One of those agents of revenge, he said, is Rep. Barney Frank, D-Mass., among Gingrich's most outspoken critics. In 1990, Gingrich moved, unsuccessfully, to have Frank censured by the House for hiring a male prostitute. Frank ultimately was reprimanded, a lesser House punishment.

``Barney Frank hates me,'' he said.

``When I see him in a newspaper talking about me being intellectually dishonest, I am sickened by a press corps that would report it.''

And he noted how, when he filed ethics charges against former Speaker Jim Wright, D-Texas, Wright's top aide filed 10 ethics charges against Gingrich and his wife. They had to spend $145,000 to defend themselves, he said.

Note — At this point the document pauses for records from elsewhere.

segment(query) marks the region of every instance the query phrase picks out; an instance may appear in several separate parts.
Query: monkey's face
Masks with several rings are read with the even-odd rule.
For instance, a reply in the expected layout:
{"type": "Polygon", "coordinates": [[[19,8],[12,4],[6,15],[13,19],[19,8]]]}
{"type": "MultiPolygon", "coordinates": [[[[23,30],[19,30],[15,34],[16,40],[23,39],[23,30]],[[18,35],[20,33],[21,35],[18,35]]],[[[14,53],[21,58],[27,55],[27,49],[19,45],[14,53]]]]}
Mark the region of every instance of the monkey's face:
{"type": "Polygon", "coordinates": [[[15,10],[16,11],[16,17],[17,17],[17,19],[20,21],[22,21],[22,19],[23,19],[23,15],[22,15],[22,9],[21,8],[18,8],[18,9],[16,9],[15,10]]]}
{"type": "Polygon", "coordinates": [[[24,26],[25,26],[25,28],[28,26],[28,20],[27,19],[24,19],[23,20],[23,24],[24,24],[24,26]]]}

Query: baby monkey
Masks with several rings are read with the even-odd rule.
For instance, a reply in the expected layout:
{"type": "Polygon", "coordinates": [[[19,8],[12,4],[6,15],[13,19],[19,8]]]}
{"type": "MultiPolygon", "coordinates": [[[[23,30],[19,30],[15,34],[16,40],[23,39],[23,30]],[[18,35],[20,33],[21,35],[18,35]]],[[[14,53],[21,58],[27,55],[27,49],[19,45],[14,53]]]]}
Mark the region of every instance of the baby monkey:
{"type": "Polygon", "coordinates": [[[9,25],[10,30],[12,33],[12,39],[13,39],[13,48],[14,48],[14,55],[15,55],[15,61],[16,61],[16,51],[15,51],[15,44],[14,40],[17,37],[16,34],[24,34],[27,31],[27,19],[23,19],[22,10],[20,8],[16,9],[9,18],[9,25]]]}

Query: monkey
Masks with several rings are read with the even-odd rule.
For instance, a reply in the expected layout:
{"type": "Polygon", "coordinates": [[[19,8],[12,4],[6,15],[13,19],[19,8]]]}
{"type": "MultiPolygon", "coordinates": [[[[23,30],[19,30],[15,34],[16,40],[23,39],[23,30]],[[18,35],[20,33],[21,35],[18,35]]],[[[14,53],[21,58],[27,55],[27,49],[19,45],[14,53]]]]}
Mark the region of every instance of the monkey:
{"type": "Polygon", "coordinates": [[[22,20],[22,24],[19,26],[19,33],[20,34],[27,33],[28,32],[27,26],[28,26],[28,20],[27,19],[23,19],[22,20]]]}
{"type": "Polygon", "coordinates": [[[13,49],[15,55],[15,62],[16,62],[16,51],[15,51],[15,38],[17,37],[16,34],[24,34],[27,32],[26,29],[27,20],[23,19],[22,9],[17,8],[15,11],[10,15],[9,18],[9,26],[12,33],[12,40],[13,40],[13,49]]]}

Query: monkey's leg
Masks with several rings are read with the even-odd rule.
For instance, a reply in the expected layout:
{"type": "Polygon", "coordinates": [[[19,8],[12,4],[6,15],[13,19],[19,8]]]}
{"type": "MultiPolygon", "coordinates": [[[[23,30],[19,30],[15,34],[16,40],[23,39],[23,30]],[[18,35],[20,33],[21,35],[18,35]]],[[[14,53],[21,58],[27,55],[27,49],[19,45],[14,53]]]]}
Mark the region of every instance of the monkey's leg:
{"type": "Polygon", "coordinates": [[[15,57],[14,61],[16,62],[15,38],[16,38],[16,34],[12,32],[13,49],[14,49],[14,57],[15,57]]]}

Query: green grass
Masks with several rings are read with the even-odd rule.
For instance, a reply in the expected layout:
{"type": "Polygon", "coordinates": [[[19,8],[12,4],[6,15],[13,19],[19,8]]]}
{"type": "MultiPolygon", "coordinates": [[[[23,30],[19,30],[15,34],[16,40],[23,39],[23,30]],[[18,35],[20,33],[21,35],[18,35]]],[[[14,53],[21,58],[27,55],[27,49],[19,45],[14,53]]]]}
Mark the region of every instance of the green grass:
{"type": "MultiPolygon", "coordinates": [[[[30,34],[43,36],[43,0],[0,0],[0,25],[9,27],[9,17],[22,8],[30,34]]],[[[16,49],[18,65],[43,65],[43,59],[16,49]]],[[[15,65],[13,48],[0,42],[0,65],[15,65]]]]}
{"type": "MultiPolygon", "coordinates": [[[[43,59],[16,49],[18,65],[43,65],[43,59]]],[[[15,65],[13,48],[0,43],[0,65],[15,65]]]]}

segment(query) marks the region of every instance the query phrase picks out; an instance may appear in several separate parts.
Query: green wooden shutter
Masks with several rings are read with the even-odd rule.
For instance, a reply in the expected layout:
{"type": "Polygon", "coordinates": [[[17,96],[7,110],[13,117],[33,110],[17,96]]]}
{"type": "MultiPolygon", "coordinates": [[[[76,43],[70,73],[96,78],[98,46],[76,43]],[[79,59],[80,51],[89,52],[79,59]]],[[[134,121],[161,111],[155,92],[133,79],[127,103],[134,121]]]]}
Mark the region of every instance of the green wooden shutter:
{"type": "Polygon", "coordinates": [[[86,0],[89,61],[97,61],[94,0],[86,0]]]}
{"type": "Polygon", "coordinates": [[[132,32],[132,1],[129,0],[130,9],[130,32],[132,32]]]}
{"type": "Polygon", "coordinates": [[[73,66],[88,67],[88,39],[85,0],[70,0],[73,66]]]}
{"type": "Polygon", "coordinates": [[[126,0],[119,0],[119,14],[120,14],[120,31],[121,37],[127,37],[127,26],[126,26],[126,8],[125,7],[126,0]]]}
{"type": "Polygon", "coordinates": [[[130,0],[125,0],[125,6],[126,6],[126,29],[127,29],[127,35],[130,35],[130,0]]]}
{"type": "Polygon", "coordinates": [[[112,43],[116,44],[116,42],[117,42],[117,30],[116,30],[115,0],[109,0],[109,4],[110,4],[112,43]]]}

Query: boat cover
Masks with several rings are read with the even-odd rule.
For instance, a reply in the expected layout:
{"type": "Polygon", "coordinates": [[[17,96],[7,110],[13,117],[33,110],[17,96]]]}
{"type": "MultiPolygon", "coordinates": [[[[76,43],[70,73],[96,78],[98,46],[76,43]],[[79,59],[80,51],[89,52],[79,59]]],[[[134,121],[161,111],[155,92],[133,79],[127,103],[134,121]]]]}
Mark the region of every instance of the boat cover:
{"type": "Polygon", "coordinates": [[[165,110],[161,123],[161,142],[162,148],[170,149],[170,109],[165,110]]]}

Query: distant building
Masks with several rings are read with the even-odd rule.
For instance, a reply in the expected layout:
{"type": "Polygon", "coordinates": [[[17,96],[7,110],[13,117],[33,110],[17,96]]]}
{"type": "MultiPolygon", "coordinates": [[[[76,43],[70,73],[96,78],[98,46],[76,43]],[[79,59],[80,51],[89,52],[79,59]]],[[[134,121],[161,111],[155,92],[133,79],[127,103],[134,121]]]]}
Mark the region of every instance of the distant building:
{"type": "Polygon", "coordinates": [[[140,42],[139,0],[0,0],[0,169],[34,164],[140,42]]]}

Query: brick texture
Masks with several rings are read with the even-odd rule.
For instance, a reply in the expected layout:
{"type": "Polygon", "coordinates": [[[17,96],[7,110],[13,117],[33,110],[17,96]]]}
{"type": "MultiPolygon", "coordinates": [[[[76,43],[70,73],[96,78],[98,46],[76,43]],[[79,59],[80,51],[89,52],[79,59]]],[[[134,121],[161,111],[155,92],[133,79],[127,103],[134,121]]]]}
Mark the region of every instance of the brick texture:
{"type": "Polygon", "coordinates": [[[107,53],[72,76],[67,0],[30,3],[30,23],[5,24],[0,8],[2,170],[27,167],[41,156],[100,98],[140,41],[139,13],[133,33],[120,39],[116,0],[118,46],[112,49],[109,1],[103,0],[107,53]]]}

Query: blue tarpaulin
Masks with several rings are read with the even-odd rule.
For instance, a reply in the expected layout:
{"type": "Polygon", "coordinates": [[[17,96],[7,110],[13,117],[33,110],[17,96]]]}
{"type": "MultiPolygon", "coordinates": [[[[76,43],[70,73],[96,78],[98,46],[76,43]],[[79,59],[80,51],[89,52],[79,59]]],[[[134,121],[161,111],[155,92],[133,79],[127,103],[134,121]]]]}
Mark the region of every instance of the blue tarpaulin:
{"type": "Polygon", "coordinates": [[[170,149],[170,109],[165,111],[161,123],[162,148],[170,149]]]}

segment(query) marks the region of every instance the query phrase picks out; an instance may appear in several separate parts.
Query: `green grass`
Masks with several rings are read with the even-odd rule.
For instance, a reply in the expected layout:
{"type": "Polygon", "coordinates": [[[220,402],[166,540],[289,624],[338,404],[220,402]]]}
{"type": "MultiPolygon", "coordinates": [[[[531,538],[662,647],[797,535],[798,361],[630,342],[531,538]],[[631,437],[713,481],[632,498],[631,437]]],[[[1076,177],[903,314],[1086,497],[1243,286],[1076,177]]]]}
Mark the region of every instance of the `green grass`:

In the end, Wright resigned in disgrace.

``Jim Wright was a crook,'' he said, though Wright was never charged with or convicted of a crime.

The only charge substantiated against Gingrich, he said, was the relatively minor one that he failed to disclose that he had co-signed a loan for his sister.

``Every single charge was a lie,'' he said.

To deal with one of the current ethics complaints, about contributions to a college course Gingrich teaches, 10 holdover members of the House Ethics Committee were named Friday to investigate. Gingrich helped work out the arrangement in an effort to avoid a conflict of interest.

The conflict problem is related to the complaint by former Democratic Rep. Ben Jones, the Georgian defeated by Gingrich in the November election. Jones said improper tax deductible donations were used to finance a politically oriented college course taught by Gingrich at a private Georgia college. The contributions went to a nonprofit foundation that, according to Jones, has strong ties to Gingrich's conservative political action committee.

The committee will consist of five Republicans and five Democrats, all of them members of the Ethics Committee in the last Congress. It also may end up investigating Gingrich's book deal with a publishing firm owned by media magnate Rupert Murdoch.

However, there could be conflict questions involving two Republican appointees - Reps. Porter Goss of Florida and Jim Bunning of Kentucky - who either donated to or accepted contributions from the PAC.

The Associated Press contributed information to this story.